What it does not mean, by default, is any of the following: that your inputs aren't logged, that they aren't reviewable by the vendor's staff for safety/abuse purposes, that they aren't retained for some period, that they aren't used to evaluate model performance, or that they live in a particular geographic region. Each of those is a separate question, with a separate answer, often spelled out only in the vendor's enterprise terms — not the consumer-facing privacy policy.
The four-bucket framework
When you're considering submitting any client information to an AI tool, run the inputs through this:
- Public information that wouldn't matter if the world saw it. Cite-checking a brief against published cases. Drafting boilerplate on no-named-parties terms. Generally fine — though see the broader competence questions in Rule 1.1.
- Client information that the client has consented to having processed by AI. Permitted, with attention to the specific scope of consent. Document it.
- Client information that's confidential under Rule 1.6 but for which informed consent hasn't been given. Permitted only with a vendor whose terms genuinely protect the data — and in many states, only with disclosure to the client.
- Information that's privileged, particularly sensitive, or for which a third-party disclosure could waive privilege. Treat with the highest care. Use only enterprise tools with strong terms, document your due diligence, and consider whether the use case justifies the risk.
Vendor questions to ask before you submit anything sensitive
Before paying for or relying on any AI tool that handles client information, get answers in writing to all of the following. If a vendor can't or won't answer, that itself is the answer:
- Will my inputs or outputs be used to train your model? Now and in the future?
- How long are inputs and outputs retained? Where can I see this in the contract?
- Who at your company can see my data, under what circumstances, and is there logging?
- Where geographically is the data stored? Where is it processed?
- Do you offer a contractual commitment to confidentiality, indemnification, or both?
- What happens to my data if my account is closed or you're acquired?
- What is your security certification posture (SOC 2 Type II, ISO 27001, etc.)?
- Is there a sub-processor list? Does my data ever go to other AI providers downstream?
- What is your incident-disclosure timeline if there's a breach?
Consumer plans vs enterprise plans
There is a real and consequential difference between the consumer version of an AI product (typically a $20/month seat with a checkbox-level privacy policy) and the enterprise/business version (typically a per-seat or per-organization plan with a real contract, training opt-out, retention guarantees, and admin controls). For client work, the consumer version is generally not appropriate. The enterprise version, with terms reviewed, often is.
ABA Opinion 512 doesn't quite say this in those words, but it gets close: "reasonable efforts" to prevent unauthorized disclosure scales with the sensitivity of the information. The default consumer plan of a major AI provider does not represent reasonable efforts when you're processing privileged material; the same provider's enterprise plan, with the right contract, often does.

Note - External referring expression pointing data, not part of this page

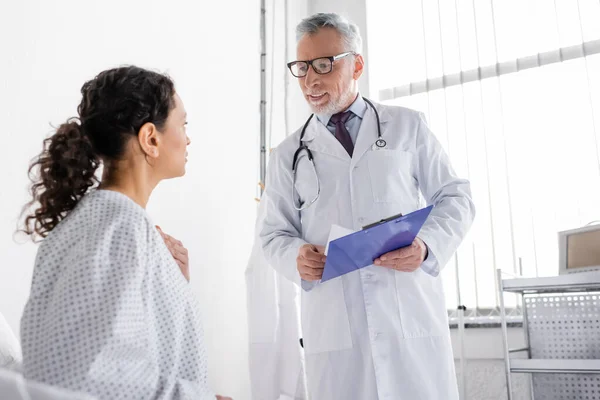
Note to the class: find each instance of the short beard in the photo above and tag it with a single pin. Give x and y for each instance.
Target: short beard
(334, 107)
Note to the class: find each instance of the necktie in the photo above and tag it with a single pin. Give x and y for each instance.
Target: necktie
(341, 133)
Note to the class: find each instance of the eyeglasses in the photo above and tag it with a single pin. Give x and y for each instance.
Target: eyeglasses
(321, 65)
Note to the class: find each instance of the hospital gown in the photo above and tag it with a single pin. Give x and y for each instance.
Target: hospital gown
(109, 312)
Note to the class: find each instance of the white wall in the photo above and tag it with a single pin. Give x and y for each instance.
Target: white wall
(48, 49)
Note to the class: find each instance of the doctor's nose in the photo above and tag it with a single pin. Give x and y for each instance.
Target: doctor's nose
(312, 78)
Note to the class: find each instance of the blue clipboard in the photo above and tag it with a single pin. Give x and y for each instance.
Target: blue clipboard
(360, 249)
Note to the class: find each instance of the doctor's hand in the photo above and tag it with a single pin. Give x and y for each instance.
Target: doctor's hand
(311, 261)
(179, 253)
(406, 259)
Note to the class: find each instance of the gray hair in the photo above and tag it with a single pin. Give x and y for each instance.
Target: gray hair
(349, 31)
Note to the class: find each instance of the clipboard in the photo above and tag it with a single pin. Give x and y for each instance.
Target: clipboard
(359, 249)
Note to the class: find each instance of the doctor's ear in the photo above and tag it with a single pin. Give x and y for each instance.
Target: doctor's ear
(359, 66)
(149, 140)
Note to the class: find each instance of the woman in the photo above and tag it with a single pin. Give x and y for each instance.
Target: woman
(110, 313)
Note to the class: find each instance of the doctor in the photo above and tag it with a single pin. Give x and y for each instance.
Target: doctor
(380, 332)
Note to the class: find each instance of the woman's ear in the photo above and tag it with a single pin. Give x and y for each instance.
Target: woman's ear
(149, 140)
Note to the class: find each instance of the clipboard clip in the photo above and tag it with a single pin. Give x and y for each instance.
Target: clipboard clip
(383, 221)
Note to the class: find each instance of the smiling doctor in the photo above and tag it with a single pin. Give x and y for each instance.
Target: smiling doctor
(380, 332)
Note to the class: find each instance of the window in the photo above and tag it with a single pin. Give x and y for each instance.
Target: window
(512, 90)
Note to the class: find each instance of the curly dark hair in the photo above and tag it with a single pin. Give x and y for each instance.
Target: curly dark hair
(114, 106)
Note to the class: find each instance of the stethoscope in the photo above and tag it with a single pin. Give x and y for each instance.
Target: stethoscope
(379, 143)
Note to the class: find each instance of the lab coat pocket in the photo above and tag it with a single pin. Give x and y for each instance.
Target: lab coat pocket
(262, 298)
(325, 325)
(421, 304)
(392, 176)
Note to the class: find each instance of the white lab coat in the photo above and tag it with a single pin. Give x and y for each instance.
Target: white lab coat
(375, 333)
(275, 355)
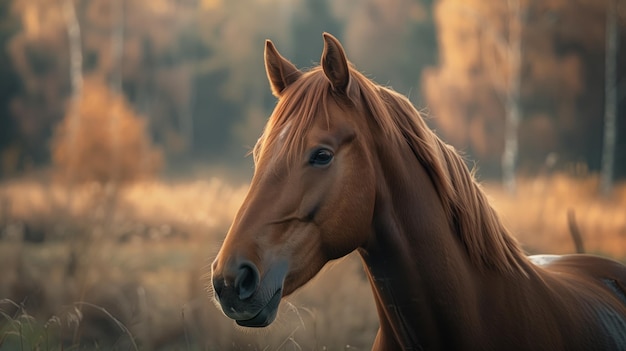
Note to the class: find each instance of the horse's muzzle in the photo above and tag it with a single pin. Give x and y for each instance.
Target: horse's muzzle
(247, 297)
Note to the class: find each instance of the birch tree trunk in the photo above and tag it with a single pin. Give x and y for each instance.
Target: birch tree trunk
(117, 53)
(610, 99)
(76, 78)
(512, 103)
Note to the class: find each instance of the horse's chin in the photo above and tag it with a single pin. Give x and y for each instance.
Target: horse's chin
(265, 316)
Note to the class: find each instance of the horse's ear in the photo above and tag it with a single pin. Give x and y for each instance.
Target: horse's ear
(280, 72)
(335, 63)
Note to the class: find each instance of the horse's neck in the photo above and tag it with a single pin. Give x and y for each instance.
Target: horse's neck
(422, 280)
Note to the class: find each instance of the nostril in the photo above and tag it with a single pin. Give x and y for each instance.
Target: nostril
(247, 280)
(218, 286)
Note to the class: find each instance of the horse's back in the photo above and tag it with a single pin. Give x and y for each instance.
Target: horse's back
(603, 281)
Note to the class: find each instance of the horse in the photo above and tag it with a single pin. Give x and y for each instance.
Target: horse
(344, 164)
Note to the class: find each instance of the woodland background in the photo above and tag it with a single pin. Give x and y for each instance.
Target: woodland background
(124, 129)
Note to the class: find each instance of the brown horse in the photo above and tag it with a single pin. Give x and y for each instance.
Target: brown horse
(344, 164)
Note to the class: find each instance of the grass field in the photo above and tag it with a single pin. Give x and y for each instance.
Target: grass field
(125, 268)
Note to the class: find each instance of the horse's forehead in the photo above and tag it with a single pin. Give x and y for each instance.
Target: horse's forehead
(284, 131)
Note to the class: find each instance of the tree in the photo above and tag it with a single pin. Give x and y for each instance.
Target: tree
(610, 98)
(87, 154)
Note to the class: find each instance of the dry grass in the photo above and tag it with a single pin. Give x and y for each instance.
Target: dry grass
(537, 215)
(125, 268)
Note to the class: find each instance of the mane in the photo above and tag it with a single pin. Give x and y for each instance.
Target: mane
(488, 243)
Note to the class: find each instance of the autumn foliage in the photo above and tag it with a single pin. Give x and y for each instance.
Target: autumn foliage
(104, 140)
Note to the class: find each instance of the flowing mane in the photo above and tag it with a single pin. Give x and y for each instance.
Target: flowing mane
(347, 165)
(487, 241)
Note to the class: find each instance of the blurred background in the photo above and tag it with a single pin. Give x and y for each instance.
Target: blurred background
(125, 125)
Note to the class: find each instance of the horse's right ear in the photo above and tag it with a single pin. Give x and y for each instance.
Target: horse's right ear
(280, 72)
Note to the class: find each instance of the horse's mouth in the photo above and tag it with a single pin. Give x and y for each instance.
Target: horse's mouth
(265, 316)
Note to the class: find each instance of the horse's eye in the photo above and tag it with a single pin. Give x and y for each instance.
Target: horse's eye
(321, 157)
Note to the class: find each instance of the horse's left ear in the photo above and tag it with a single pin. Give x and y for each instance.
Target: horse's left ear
(335, 64)
(280, 72)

When to disclose AI use to the client
Disclosure expectations vary. The trend across recent state bar opinions is toward disclosure when AI use is material — when it affects cost, timeline, or the nature of the work product. Florida Opinion 24-1 leans toward more disclosure rather than less. California's Practical Guidance is comparatively flexible. ABA Opinion 512 stops short of a blanket rule but emphasizes Rule 1.4's communication duty in cases where the use is significant.

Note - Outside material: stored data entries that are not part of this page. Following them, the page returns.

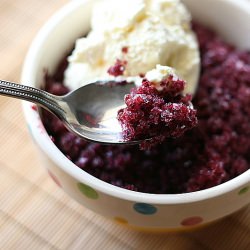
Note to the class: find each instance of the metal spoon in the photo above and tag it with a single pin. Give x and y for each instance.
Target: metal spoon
(90, 111)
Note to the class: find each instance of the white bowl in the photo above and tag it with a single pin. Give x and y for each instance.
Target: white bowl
(135, 209)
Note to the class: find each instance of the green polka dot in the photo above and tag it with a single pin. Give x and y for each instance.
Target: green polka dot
(145, 209)
(88, 191)
(244, 190)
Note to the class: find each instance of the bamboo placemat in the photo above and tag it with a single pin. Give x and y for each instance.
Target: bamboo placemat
(34, 213)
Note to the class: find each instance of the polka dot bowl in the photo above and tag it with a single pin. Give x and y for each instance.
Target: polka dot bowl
(134, 209)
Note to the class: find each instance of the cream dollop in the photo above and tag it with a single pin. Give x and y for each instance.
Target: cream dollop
(144, 33)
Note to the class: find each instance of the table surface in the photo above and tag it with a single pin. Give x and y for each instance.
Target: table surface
(34, 212)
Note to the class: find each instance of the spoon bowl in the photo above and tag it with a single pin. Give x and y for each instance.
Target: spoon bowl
(89, 111)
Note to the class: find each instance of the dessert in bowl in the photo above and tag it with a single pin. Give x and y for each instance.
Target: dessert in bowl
(149, 204)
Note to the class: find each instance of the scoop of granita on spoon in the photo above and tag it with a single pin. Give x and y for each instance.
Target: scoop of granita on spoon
(157, 109)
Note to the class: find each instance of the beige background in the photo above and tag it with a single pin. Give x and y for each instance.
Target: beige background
(34, 212)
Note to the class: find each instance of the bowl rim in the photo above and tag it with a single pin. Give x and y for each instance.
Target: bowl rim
(59, 159)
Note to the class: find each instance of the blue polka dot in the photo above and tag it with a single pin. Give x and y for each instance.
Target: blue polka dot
(144, 208)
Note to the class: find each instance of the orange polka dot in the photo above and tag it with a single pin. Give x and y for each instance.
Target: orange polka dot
(121, 220)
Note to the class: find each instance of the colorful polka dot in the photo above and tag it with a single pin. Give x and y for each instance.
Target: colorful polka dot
(34, 107)
(145, 209)
(120, 220)
(88, 191)
(192, 221)
(55, 179)
(244, 190)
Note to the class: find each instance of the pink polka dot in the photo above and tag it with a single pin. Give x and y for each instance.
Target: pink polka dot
(192, 221)
(54, 178)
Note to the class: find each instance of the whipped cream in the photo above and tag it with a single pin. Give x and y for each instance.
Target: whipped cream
(144, 33)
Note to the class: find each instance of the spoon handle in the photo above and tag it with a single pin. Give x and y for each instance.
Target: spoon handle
(37, 96)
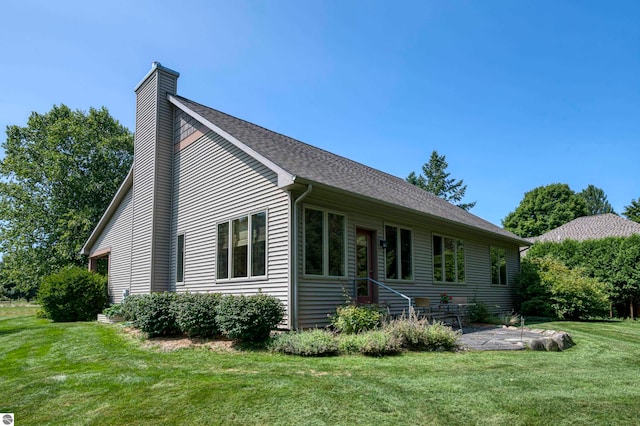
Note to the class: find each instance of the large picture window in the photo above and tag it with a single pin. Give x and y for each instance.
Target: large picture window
(241, 247)
(324, 243)
(498, 266)
(399, 253)
(448, 260)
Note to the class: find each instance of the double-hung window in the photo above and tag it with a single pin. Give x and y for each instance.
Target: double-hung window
(399, 253)
(498, 266)
(324, 243)
(241, 247)
(448, 259)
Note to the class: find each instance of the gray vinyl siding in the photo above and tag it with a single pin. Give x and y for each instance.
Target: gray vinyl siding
(153, 153)
(160, 278)
(319, 296)
(143, 179)
(116, 236)
(216, 182)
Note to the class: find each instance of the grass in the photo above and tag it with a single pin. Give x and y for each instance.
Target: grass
(89, 373)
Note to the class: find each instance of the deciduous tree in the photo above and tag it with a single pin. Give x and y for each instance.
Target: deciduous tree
(58, 175)
(543, 209)
(437, 181)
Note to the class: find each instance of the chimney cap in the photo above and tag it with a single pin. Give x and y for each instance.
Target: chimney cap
(157, 66)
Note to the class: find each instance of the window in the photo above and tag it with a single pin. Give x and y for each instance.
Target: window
(448, 260)
(180, 259)
(324, 241)
(498, 266)
(241, 247)
(399, 253)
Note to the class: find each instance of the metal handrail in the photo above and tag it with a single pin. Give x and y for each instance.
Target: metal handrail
(379, 284)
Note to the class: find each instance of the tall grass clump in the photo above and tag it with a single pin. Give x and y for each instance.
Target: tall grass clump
(418, 335)
(351, 319)
(315, 342)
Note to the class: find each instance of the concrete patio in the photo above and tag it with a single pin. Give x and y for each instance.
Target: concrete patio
(499, 338)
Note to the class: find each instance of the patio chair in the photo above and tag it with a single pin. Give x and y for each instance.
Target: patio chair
(458, 309)
(423, 307)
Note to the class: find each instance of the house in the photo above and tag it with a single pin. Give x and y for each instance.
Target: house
(591, 228)
(214, 203)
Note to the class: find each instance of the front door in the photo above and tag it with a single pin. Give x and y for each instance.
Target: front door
(365, 267)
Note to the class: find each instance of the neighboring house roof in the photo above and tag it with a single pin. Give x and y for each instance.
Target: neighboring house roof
(591, 228)
(308, 164)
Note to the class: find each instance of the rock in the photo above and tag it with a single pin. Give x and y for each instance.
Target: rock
(552, 342)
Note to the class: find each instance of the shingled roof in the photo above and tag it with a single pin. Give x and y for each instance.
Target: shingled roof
(591, 228)
(315, 165)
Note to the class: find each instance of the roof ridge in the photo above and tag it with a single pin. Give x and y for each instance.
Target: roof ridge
(319, 165)
(399, 179)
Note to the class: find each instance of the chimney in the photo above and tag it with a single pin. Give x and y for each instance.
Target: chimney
(152, 181)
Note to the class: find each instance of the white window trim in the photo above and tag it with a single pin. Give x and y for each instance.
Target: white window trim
(325, 243)
(249, 277)
(454, 257)
(399, 253)
(506, 269)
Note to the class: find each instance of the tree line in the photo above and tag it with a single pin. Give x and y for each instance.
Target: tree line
(61, 170)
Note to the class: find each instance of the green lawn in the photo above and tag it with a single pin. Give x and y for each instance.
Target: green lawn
(89, 373)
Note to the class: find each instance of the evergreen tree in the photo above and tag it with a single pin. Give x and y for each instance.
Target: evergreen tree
(632, 211)
(436, 180)
(596, 201)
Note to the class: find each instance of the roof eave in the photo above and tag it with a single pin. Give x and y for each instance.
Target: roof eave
(516, 240)
(285, 178)
(113, 206)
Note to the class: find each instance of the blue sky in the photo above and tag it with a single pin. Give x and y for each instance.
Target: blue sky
(515, 94)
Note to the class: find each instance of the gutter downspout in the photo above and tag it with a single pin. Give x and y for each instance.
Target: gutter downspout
(294, 281)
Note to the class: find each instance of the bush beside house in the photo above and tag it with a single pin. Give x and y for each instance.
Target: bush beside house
(207, 315)
(73, 294)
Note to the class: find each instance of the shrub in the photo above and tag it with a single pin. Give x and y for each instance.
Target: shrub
(153, 313)
(479, 313)
(419, 335)
(196, 314)
(305, 343)
(74, 294)
(113, 311)
(130, 307)
(355, 319)
(249, 318)
(550, 287)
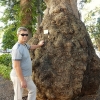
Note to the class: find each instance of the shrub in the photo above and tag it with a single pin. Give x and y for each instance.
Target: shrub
(5, 59)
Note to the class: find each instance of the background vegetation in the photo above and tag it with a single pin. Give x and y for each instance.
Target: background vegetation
(16, 11)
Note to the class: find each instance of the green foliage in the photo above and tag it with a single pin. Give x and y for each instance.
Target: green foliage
(5, 59)
(5, 71)
(92, 22)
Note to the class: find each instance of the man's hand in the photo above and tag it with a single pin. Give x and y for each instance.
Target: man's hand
(41, 43)
(23, 84)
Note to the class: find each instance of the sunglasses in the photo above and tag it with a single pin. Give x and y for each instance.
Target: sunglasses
(24, 34)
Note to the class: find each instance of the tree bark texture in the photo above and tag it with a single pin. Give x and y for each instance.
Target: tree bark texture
(66, 66)
(26, 15)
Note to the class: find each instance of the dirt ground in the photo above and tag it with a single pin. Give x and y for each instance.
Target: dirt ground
(6, 91)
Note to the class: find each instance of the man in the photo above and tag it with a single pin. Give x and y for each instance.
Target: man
(22, 66)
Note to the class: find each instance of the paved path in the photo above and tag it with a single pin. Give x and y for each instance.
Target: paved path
(6, 90)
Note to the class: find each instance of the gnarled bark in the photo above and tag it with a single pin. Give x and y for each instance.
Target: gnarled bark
(66, 66)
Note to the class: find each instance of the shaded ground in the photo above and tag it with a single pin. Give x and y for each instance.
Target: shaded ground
(6, 91)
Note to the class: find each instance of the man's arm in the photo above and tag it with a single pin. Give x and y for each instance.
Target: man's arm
(36, 46)
(19, 73)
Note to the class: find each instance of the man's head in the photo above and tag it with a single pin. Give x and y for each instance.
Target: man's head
(22, 33)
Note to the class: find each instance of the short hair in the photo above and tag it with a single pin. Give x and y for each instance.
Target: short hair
(21, 29)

The clean default: address AI use in your engagement letter going forward. Treat it like any other operational decision the client has a right to know about. A boilerplate paragraph saying "the firm uses AI tools for [specific purposes] under [specific protections]; you may opt out by writing to us" gets you most of the way home for most matters.

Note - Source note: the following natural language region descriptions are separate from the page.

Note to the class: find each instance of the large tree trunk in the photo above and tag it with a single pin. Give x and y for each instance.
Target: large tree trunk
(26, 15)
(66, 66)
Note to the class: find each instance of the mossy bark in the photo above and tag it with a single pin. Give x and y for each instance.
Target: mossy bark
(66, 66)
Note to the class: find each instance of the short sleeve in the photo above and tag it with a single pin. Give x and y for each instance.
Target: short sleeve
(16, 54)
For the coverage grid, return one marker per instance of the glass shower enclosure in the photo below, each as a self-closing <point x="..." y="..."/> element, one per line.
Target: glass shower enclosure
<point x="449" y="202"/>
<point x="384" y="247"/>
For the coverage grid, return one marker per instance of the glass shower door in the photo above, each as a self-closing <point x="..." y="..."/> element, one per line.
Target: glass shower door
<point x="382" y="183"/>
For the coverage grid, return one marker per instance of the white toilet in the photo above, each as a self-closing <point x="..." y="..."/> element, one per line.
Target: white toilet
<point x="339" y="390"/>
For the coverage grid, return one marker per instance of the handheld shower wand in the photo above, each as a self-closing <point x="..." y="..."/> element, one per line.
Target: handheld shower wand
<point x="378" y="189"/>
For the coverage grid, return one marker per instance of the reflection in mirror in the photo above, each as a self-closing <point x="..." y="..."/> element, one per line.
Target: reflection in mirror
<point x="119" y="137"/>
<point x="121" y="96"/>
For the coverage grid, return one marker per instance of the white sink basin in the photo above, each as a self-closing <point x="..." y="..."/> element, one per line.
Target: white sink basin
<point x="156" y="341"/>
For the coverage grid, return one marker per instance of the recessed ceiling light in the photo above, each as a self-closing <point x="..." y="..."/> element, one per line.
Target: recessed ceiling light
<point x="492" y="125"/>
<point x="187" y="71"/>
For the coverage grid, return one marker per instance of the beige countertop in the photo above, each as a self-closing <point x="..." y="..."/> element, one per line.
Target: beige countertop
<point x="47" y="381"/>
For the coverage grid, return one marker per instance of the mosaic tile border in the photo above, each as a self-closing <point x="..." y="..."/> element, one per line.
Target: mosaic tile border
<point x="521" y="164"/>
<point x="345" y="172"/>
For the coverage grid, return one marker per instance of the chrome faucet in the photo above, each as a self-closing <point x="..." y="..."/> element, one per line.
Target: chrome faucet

Where BuildLegal sits in this
Tools you build here run in isolated sandboxes. Your project's data does not train any underlying model. We've published our own data practices alongside the product. That said: when the tool you build itself calls out to an AI provider (for example, to summarize a document), the data flows to that provider under their terms. Pick the integration vendor with the same scrutiny you'd use to pick any AI vendor for sensitive work.